When it first met in July, the committee listed Manning Street in Kiama as an area of concern, where older homes were making way for apartment buildings described as ‘‘oblong boxes’’.
Last month Kiama councillors declared they had ‘‘drawn a line in the sand’’ when it came to the design of unit blocks in Kiama.
At the August meeting the council unanimously rejected a proposal for 139 Manning Street, to demolish a house on a 784-square-metre site and replace it with a residential flat building comprising four units over three levels with basement parking.
Council planners had recommended the application be approved, but councillors unanimously rejected the application, with Cr Mark Honey saying he feared for the council’s legacy.
‘‘I fear in five or 10 years’ time we will be remembered as the council that built the shoeboxes up and down Manning Street and destroyed the aesthetics of that area,’’ Cr Honey said.

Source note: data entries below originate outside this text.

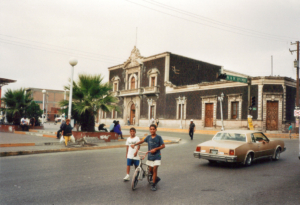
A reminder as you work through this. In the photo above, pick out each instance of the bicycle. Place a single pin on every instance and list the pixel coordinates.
(140, 172)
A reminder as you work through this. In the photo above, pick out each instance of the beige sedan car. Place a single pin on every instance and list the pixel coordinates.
(240, 146)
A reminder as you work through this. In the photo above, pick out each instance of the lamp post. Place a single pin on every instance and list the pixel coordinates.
(221, 109)
(43, 116)
(181, 102)
(150, 102)
(73, 62)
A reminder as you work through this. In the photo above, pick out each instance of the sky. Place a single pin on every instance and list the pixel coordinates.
(37, 38)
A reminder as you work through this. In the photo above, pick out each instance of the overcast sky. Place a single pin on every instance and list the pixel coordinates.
(37, 38)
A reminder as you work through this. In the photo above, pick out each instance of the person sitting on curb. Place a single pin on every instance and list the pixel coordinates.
(67, 132)
(63, 123)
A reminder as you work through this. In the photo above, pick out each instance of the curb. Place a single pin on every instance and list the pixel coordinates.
(5, 154)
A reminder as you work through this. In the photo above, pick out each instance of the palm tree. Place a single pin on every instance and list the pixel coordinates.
(16, 102)
(89, 96)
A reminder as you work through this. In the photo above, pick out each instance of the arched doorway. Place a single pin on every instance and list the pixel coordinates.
(132, 114)
(132, 86)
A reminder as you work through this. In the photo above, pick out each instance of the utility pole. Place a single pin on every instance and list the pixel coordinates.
(297, 75)
(297, 89)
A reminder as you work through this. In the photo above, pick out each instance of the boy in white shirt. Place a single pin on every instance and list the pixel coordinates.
(131, 153)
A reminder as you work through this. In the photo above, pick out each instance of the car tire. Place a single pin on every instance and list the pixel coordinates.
(277, 154)
(249, 160)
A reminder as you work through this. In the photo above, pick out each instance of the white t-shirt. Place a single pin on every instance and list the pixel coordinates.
(131, 151)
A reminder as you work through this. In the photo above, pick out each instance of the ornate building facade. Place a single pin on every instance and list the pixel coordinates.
(175, 89)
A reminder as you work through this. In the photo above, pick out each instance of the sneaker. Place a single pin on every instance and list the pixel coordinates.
(157, 180)
(153, 187)
(127, 177)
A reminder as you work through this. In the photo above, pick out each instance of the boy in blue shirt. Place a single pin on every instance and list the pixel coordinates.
(155, 144)
(290, 130)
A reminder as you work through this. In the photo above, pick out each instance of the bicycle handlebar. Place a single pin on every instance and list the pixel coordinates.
(142, 156)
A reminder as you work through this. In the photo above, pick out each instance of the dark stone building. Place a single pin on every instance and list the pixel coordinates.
(175, 89)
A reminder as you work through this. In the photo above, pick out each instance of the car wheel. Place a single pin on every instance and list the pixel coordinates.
(249, 160)
(277, 154)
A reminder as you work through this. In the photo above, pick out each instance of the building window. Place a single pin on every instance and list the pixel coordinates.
(181, 106)
(113, 114)
(234, 110)
(152, 82)
(132, 83)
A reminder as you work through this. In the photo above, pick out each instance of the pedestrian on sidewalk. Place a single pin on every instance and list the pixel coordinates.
(192, 129)
(112, 125)
(131, 153)
(117, 129)
(63, 123)
(290, 130)
(157, 122)
(24, 124)
(67, 132)
(155, 144)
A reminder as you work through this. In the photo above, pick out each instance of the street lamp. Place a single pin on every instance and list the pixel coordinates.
(181, 102)
(221, 109)
(43, 116)
(150, 102)
(73, 62)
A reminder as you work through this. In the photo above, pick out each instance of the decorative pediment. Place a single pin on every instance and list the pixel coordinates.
(115, 78)
(153, 71)
(135, 59)
(168, 83)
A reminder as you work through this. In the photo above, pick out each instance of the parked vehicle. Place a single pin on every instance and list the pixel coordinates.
(240, 146)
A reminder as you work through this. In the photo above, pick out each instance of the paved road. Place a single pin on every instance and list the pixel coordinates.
(96, 177)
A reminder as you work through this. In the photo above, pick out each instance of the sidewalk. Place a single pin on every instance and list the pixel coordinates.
(24, 143)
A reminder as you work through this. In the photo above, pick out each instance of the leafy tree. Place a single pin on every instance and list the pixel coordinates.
(90, 95)
(16, 102)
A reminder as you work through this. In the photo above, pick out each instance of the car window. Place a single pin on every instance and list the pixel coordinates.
(259, 137)
(230, 136)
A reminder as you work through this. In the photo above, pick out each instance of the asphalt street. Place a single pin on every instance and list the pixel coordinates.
(96, 177)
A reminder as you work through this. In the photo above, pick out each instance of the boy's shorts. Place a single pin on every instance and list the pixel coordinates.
(153, 163)
(134, 162)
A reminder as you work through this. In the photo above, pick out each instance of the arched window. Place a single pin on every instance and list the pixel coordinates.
(132, 83)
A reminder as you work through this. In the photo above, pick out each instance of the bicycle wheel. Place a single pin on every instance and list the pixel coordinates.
(135, 179)
(149, 176)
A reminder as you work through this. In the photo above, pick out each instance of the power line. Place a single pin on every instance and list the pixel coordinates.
(211, 20)
(53, 50)
(255, 36)
(90, 53)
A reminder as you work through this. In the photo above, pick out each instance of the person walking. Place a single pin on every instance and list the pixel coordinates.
(290, 130)
(128, 122)
(63, 123)
(157, 122)
(192, 129)
(131, 153)
(112, 125)
(155, 144)
(67, 132)
(117, 129)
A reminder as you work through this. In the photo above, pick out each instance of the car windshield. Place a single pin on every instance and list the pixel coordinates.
(230, 136)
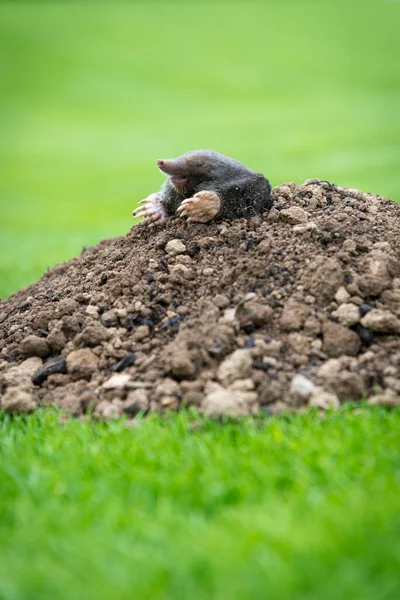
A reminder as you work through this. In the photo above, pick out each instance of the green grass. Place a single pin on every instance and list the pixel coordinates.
(296, 508)
(93, 93)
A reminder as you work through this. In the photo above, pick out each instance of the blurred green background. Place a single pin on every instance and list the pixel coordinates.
(92, 94)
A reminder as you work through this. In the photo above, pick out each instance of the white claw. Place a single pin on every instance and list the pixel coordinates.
(151, 208)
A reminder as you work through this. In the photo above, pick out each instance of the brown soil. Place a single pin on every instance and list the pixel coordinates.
(298, 307)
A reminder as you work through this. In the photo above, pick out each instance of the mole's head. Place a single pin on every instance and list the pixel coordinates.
(200, 166)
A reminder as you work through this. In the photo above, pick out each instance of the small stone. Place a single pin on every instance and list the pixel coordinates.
(181, 366)
(253, 314)
(21, 375)
(387, 398)
(108, 410)
(294, 215)
(243, 385)
(92, 310)
(117, 381)
(347, 314)
(329, 369)
(33, 345)
(347, 386)
(303, 228)
(141, 333)
(81, 364)
(167, 387)
(293, 315)
(312, 326)
(381, 321)
(371, 285)
(338, 340)
(175, 247)
(301, 387)
(136, 401)
(109, 318)
(66, 307)
(325, 400)
(342, 295)
(221, 301)
(56, 364)
(237, 365)
(93, 334)
(56, 340)
(220, 401)
(325, 279)
(17, 400)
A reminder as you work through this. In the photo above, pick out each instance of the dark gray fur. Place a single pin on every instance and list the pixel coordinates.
(243, 192)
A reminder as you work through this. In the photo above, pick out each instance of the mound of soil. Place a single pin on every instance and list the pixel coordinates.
(300, 306)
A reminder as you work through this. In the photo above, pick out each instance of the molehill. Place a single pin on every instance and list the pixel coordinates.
(297, 307)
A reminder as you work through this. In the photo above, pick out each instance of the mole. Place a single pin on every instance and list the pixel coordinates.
(203, 185)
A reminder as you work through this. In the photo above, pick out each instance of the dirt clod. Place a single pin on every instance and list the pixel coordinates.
(299, 306)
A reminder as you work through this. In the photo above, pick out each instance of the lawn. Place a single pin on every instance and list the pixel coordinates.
(294, 508)
(92, 94)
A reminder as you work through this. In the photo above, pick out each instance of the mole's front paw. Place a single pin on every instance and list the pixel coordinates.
(203, 207)
(151, 208)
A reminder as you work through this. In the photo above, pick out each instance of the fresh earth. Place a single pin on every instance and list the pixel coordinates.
(291, 507)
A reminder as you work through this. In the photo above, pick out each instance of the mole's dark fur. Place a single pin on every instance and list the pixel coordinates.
(243, 192)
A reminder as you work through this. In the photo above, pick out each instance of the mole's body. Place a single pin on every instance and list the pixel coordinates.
(205, 185)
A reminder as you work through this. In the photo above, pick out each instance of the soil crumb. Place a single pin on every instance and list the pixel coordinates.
(297, 307)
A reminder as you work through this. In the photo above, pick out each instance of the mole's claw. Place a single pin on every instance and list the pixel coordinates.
(203, 207)
(151, 208)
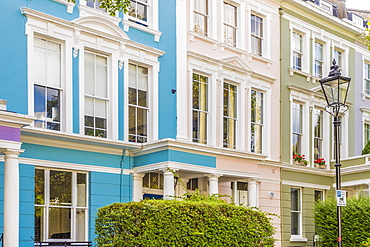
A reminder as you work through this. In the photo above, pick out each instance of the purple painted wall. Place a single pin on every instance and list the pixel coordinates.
(10, 134)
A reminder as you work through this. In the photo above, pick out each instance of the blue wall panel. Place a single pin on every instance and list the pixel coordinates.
(105, 190)
(76, 92)
(26, 195)
(176, 156)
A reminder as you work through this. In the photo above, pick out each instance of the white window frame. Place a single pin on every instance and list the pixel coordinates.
(206, 15)
(65, 38)
(47, 205)
(237, 118)
(152, 101)
(236, 43)
(366, 76)
(207, 112)
(299, 211)
(152, 22)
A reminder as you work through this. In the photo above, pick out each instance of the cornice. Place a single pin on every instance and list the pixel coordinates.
(81, 28)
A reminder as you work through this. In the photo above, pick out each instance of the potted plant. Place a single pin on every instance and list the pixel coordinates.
(299, 160)
(320, 163)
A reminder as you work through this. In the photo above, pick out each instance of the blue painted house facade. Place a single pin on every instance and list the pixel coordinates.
(80, 90)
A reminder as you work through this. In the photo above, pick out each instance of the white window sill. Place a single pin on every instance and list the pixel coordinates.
(127, 24)
(299, 72)
(69, 5)
(297, 239)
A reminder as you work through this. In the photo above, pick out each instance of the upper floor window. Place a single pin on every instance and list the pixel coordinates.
(153, 180)
(230, 24)
(319, 60)
(318, 133)
(295, 211)
(200, 108)
(367, 78)
(229, 115)
(201, 16)
(297, 128)
(96, 94)
(256, 121)
(94, 4)
(366, 133)
(47, 83)
(338, 56)
(257, 34)
(61, 208)
(297, 51)
(138, 11)
(138, 104)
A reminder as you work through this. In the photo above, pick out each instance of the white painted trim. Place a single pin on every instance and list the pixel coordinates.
(71, 166)
(305, 185)
(69, 5)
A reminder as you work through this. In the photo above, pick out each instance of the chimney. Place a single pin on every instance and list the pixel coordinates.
(3, 104)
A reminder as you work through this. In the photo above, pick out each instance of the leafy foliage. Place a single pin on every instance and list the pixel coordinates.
(366, 149)
(193, 222)
(355, 222)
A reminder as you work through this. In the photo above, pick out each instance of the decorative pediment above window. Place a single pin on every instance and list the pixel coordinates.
(102, 25)
(237, 62)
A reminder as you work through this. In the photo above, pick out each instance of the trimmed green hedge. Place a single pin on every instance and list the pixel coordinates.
(182, 223)
(355, 222)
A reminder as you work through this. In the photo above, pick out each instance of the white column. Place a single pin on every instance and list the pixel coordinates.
(168, 185)
(11, 198)
(252, 193)
(137, 194)
(213, 184)
(181, 187)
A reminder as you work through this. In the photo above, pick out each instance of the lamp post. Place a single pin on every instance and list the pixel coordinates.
(335, 88)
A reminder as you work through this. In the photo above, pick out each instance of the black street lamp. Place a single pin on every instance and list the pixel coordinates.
(335, 88)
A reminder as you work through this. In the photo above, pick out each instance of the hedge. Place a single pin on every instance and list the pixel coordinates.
(182, 223)
(355, 222)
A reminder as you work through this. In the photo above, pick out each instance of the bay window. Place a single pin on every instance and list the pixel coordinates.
(200, 108)
(60, 205)
(138, 103)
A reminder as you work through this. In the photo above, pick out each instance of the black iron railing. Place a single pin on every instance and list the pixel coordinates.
(64, 244)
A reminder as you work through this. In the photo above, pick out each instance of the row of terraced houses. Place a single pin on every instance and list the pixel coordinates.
(95, 108)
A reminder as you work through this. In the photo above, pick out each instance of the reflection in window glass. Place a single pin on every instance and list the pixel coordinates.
(257, 34)
(138, 11)
(295, 209)
(200, 108)
(229, 115)
(201, 16)
(256, 121)
(138, 103)
(96, 95)
(297, 128)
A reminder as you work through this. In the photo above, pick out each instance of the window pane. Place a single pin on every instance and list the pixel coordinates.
(39, 187)
(39, 223)
(60, 223)
(80, 224)
(39, 102)
(81, 190)
(60, 188)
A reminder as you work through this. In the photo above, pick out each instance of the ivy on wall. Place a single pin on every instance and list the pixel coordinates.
(182, 223)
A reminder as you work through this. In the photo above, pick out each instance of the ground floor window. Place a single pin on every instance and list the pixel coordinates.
(60, 205)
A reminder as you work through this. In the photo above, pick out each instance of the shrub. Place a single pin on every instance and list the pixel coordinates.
(182, 223)
(366, 149)
(355, 221)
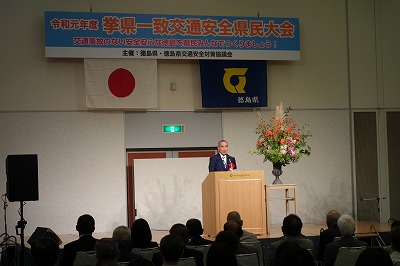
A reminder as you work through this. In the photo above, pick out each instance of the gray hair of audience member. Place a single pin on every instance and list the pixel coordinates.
(106, 250)
(346, 225)
(171, 248)
(122, 234)
(332, 217)
(234, 216)
(45, 251)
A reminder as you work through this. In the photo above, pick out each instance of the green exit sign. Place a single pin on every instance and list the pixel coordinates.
(173, 128)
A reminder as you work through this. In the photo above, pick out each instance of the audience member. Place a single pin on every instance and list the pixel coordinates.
(45, 252)
(171, 249)
(290, 253)
(395, 241)
(122, 235)
(247, 236)
(195, 233)
(237, 230)
(85, 227)
(106, 252)
(291, 229)
(141, 235)
(328, 235)
(182, 231)
(347, 227)
(221, 254)
(374, 256)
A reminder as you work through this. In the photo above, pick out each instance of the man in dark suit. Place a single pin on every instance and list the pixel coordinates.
(86, 242)
(222, 161)
(347, 227)
(328, 235)
(195, 233)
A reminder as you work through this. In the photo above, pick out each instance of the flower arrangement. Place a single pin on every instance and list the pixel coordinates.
(281, 141)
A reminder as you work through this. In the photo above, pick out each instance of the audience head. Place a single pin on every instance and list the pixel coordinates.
(234, 227)
(140, 233)
(180, 230)
(372, 256)
(229, 238)
(85, 224)
(346, 225)
(234, 216)
(194, 227)
(106, 250)
(221, 254)
(171, 248)
(395, 237)
(45, 251)
(332, 217)
(122, 235)
(290, 253)
(292, 225)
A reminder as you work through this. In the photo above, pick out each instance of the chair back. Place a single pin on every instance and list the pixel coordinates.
(247, 259)
(83, 258)
(202, 248)
(146, 253)
(257, 245)
(190, 261)
(347, 256)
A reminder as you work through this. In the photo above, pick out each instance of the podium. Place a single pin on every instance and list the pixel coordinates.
(241, 191)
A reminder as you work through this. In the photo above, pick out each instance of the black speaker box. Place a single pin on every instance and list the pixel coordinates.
(22, 177)
(43, 232)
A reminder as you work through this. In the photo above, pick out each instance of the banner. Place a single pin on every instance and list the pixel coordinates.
(121, 83)
(231, 83)
(160, 36)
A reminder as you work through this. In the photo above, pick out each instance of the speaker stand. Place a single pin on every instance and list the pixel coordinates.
(20, 258)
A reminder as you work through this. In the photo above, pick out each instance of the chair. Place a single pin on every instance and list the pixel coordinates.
(247, 259)
(85, 258)
(257, 245)
(146, 253)
(202, 248)
(187, 261)
(347, 256)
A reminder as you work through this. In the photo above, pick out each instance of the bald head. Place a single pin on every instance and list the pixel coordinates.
(332, 217)
(234, 216)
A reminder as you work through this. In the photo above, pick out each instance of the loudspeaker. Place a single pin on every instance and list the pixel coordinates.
(43, 232)
(22, 177)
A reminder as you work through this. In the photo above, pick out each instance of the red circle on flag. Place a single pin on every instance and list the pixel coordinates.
(121, 83)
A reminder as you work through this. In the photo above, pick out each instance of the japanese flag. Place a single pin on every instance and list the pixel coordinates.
(121, 83)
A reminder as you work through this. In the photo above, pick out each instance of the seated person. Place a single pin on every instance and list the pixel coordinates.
(122, 235)
(221, 254)
(85, 227)
(181, 230)
(195, 233)
(171, 249)
(247, 236)
(328, 235)
(291, 229)
(45, 252)
(106, 252)
(347, 227)
(141, 236)
(237, 230)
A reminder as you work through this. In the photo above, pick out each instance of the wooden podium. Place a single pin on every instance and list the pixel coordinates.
(241, 191)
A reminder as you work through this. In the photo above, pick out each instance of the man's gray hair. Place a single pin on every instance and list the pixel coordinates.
(346, 225)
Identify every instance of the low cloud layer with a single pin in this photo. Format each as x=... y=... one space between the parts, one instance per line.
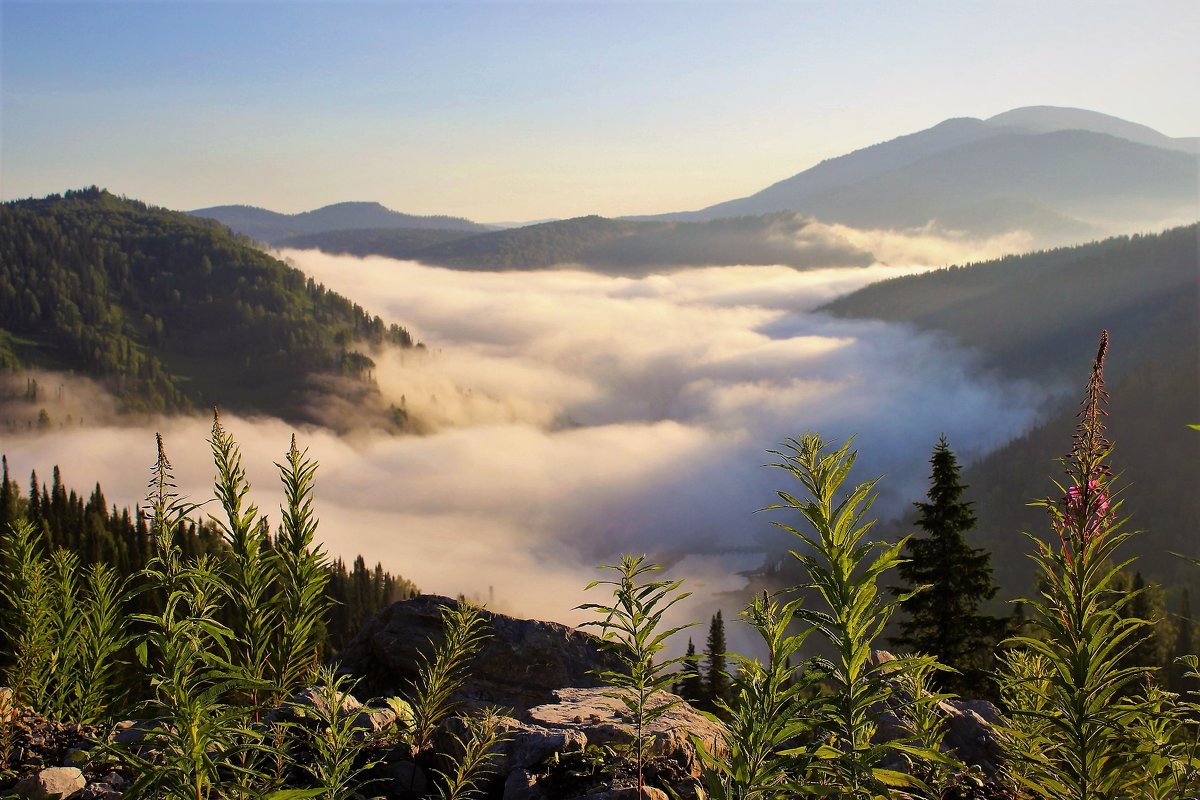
x=574 y=416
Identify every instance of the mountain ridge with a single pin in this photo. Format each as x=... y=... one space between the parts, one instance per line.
x=886 y=175
x=270 y=227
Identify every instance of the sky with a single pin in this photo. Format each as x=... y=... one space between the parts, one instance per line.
x=505 y=112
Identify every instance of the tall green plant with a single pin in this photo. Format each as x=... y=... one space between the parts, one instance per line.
x=768 y=717
x=201 y=738
x=336 y=744
x=475 y=757
x=1086 y=750
x=631 y=629
x=844 y=567
x=102 y=636
x=28 y=593
x=443 y=672
x=67 y=632
x=301 y=571
x=249 y=583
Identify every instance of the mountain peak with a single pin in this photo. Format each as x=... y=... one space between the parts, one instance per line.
x=1049 y=119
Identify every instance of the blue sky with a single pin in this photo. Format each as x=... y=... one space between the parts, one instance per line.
x=523 y=110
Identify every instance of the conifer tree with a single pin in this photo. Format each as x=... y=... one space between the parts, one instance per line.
x=717 y=680
x=691 y=684
x=1183 y=647
x=943 y=619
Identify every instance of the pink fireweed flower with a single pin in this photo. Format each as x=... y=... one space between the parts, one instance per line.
x=1085 y=510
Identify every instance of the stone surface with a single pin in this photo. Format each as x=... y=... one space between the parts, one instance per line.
x=529 y=744
x=521 y=665
x=521 y=785
x=971 y=735
x=401 y=777
x=604 y=721
x=648 y=793
x=52 y=783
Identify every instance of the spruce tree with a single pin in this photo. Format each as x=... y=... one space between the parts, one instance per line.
x=691 y=685
x=717 y=680
x=1183 y=647
x=945 y=618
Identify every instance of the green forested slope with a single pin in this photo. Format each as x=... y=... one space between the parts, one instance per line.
x=1038 y=317
x=391 y=242
x=168 y=310
x=611 y=246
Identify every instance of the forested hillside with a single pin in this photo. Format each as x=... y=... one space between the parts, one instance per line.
x=610 y=246
x=99 y=533
x=1036 y=317
x=169 y=311
x=273 y=227
x=393 y=242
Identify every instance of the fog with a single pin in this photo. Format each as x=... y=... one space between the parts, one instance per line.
x=571 y=416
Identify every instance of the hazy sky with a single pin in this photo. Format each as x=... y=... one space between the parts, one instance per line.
x=523 y=110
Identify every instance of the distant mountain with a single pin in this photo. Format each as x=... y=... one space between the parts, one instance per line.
x=1059 y=173
x=1038 y=317
x=271 y=227
x=393 y=242
x=1048 y=119
x=171 y=311
x=612 y=246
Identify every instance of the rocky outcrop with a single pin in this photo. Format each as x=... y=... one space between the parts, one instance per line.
x=591 y=715
x=521 y=665
x=52 y=783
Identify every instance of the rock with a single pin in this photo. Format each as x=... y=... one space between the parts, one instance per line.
x=648 y=793
x=531 y=744
x=401 y=777
x=521 y=785
x=521 y=665
x=971 y=735
x=53 y=783
x=603 y=720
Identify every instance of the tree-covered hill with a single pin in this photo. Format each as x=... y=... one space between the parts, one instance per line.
x=169 y=311
x=1037 y=317
x=273 y=227
x=391 y=242
x=612 y=246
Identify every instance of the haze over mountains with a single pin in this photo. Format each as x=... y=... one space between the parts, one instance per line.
x=660 y=346
x=273 y=227
x=1043 y=174
x=1060 y=173
x=1037 y=317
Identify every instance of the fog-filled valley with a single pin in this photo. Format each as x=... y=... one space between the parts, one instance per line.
x=569 y=416
x=599 y=401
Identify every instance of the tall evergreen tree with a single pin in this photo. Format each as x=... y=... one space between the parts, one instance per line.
x=1183 y=647
x=691 y=685
x=945 y=618
x=717 y=679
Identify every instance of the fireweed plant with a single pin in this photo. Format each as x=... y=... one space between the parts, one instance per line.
x=631 y=630
x=844 y=569
x=768 y=717
x=1087 y=716
x=67 y=629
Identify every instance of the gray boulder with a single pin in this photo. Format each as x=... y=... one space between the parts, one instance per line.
x=521 y=665
x=53 y=783
x=603 y=720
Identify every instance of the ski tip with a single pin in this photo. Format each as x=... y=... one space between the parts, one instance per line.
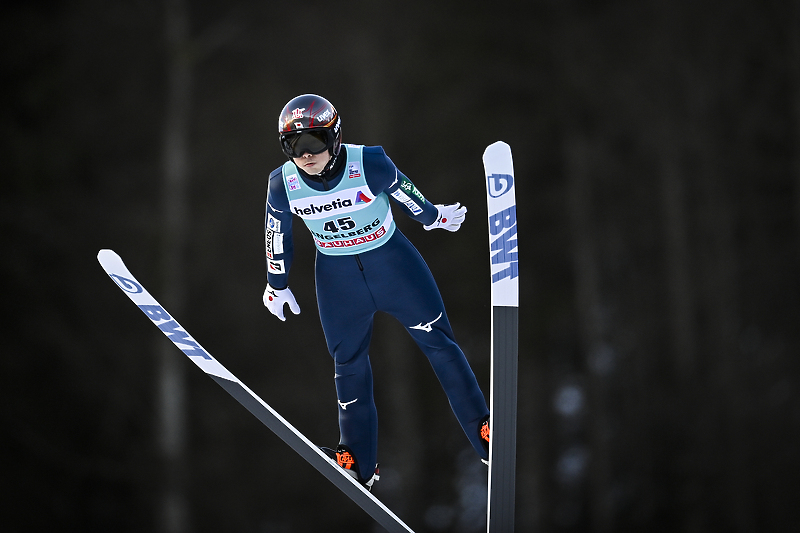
x=497 y=146
x=106 y=254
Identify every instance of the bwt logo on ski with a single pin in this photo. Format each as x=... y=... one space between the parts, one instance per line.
x=127 y=285
x=504 y=225
x=499 y=184
x=174 y=331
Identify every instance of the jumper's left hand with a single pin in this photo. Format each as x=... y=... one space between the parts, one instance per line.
x=450 y=217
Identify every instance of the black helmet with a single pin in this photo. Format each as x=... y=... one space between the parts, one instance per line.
x=309 y=123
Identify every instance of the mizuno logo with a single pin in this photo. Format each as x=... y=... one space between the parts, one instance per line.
x=427 y=327
x=344 y=405
x=311 y=209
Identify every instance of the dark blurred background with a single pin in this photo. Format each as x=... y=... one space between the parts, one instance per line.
x=657 y=155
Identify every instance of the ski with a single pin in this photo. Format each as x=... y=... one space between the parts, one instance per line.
x=502 y=210
x=119 y=273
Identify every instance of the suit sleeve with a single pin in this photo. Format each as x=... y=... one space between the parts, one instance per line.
x=383 y=176
x=278 y=232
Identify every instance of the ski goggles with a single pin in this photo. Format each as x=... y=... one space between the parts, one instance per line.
x=312 y=141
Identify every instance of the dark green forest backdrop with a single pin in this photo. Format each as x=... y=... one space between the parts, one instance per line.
x=657 y=154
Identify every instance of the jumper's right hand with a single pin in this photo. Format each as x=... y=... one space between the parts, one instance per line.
x=275 y=298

Chairman of the LEP review committee, Dennis Seage, said the idea of a design-review panel had been put to council staff for further investigation in the wake of changes the NSW government’s SEPP 65 (State Environmental Planning Policy No 65). SEPP 65 now allows councils to appoint design-review panels, which can advise on whether an apartment development meets the design principles and, if not, make recommendations on ways to comply.
‘‘Previously we couldn’t knock back a development that looked ugly,’’ Cr Seage said. ‘‘Now we can.’’
The LEP committee has delivered a list of 12 ‘‘possible areas of interest’’ for further investigation by Kiama Council staff, which will be reported to the full council at a later date.
The list includes reviewing and updating the town-centre plans for Kiama, Gerringong and Jamberoo; looking into the concept of using metres or storeys for height limits; and how the the LEP can encourage viable agricultural enterprise.